Saturday, June 16, 2007

The food's crap but don't quote me

This is quite shocking and rather chilling. One has to bear in mind reading it that Australia has quite restrictive defamation laws, but it does seem that if you have a shit meal in a restaurant, you will not be able to say so here.

I remember, some years back now, the actress Charlotte Cornwell suing a paper for saying she had a fat arse. At the risk of being sued myself, I think it was fair to say that she did have a meaty butt, but she argued that she was in the business of acting, not of having an arse, and that while comment on her acting was fair enough, comment on her arse was not. She sought to draw a line between fair comment on her work and unfair comment on her personally. I think it's a fine line, and courts should probably be careful only to decide on cases that are clearly one side or the other. However, restaurants' business is to produce food. With all the monstrous posing that goes on, that might be obscured, but still.

But reviewers can be turds. They can quite purposefully put the knife in; they revel in their (presumed) power to make or break a restaurant, film or book (probably a realler power so far as films are concerned than restaurants, and only then with films that are aimed at a more discerning viewer: Shrek 3 will be a hit regardless who says it's rubbish). And food writers do have a culture of viciousness, in which each tries to outdo the next in the waspishness of their review.
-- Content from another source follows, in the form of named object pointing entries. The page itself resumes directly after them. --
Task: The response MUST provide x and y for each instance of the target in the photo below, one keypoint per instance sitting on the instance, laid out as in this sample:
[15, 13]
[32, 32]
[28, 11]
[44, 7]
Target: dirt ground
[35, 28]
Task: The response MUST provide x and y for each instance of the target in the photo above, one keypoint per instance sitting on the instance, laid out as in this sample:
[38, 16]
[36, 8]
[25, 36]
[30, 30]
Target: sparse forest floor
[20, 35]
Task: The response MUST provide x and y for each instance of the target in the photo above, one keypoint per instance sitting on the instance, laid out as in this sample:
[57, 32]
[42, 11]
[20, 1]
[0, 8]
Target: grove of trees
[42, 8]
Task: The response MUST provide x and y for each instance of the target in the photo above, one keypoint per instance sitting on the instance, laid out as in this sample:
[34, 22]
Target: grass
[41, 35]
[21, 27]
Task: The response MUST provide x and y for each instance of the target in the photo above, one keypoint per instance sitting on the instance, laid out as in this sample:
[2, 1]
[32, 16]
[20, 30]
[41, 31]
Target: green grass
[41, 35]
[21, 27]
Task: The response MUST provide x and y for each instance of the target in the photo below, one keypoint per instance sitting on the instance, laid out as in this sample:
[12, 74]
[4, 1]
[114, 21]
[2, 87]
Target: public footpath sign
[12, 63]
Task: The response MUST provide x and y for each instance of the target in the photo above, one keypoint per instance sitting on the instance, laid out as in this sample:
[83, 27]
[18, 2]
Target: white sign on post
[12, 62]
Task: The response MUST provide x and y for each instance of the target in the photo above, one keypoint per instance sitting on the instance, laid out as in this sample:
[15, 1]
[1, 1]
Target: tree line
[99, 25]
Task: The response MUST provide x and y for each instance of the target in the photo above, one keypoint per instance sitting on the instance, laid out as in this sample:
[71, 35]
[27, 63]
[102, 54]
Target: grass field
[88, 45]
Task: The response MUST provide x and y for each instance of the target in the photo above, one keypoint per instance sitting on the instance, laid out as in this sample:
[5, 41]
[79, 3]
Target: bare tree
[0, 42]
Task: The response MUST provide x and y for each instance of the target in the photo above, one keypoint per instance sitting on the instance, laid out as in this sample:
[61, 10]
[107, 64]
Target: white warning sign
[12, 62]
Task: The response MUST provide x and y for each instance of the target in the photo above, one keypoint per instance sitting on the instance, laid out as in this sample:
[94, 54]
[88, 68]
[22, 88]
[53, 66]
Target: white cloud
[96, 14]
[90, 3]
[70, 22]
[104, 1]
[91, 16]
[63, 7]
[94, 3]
Even so, I don't think they should be sued for giving their opinion, even if it stretches the envelope of fair comment. I sympathise with the restaurateur, whose business went under, but restaurants do come and go, and I tend to think the bad reviews are outcomes of bad food, not of the wish of reviewers to destroy reputations. Yes, they'll attack with relish when they find something they don't like, but it has to be unlikeable to begin with.

1 Comments:

At 5:26 pm, Anonymous theminotaur said...
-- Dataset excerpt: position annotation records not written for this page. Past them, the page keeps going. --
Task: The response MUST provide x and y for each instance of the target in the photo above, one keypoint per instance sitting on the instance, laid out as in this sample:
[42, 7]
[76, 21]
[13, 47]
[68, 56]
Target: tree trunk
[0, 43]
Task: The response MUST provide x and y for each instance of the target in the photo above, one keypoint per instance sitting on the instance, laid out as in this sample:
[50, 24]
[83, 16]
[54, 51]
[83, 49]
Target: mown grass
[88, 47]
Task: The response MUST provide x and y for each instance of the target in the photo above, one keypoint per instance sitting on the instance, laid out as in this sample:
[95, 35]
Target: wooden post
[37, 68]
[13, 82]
There were lots of theatres on Broadway who could claim that their shows were made or broken by Frank Rich's reviews. In general, the NY Times theatre critic is supposed to be god that giveth or taketh away. And yet Cats as well as many more pieces of crap by Andrew Lloyd Weber went on for years despite Frank Rich's scathing reviews. It's easy to blame the critic, but in most cases the old Russian saying is true: don't blame the mirror if your mug's crooked.